Global Payments Inc. provides electronic transaction processing services for merchants, independent sales organizations (ISO), financial institutions, government agencies, and multi-national corporations located in the United States, Canada, Europe, and the Asia-Pacific region. It offers a comprehensive line of processing solutions for credit and debit cards; business-to-business purchasing cards; gift cards; and electronic check conversion and check guarantee, verification, and recovery, including electronic check services, as well as terminal management. The company also offers proprietary software products to establish revolving check cashing limits for the casinos? customers in the gaming industry. In addition, it sells, installs, and services automated teller machine and point of sale terminals; and provides card issuing services, including card management and card personalization. The company markets its products directly, as well as through ISOs, retail outlets, tra de associations, alliance bank relationships, and financial institutions. Global Payments Inc. has a joint venture with La Caixa Group to provide merchant acquiring services to merchants in Spain. Global Payments Inc. was founded in 2001 and is headquartered in Atlanta, Georgia.

Advisors' Opinion:
  • [By Monica Gerson]

    Global Payments (NYSE: GPN) reported upbeat fiscal first-quarter results and raised its annual forecast. Global Payments named Jeffrey S. Sloan as its new chief executive and announced its plans to buy back up to $100 million of its common stock. Global Payments shares surged 6.80% to $54.15 in the after-hours trading session.

  • [By Monica Gerson]

    Global Payments (NYSE: GPN) is expected to post its Q1 earnings at $0.95 per share on revenue of $623.79 million.

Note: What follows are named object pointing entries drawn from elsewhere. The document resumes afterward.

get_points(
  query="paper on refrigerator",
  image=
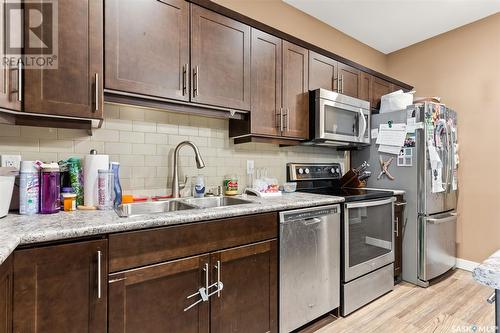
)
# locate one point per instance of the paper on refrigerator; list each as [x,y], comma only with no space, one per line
[394,135]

    Synergetics USA (NASDAQ: SURG) is projected to post its Q4 earnings at $0.06 per share on revenue of $17.01 million.

Top 10 Heal Care Stocks To Invest In Right Now: Smith(wh)

WH Smith PLC operates retail stores under the Travel and High Street names primarily in the United Kingdom. The company sells newspapers, magazines, books, confectionery, and impulse products, as well as entertainment products. It also offers a range of books, stationery, magazines, and gifts through; and personalized cards and gifts through The company operates approximately 561 travel units and 612 high street stores in various locations, including high streets, shopping centers, airports, train stations, motorway service areas, hospitals, and workplaces. It also has operations in the Republic of Ireland, Denmark, India, Australia, and Oman. The company was founded in 1792 and is based in Swindon, the United Kingdom.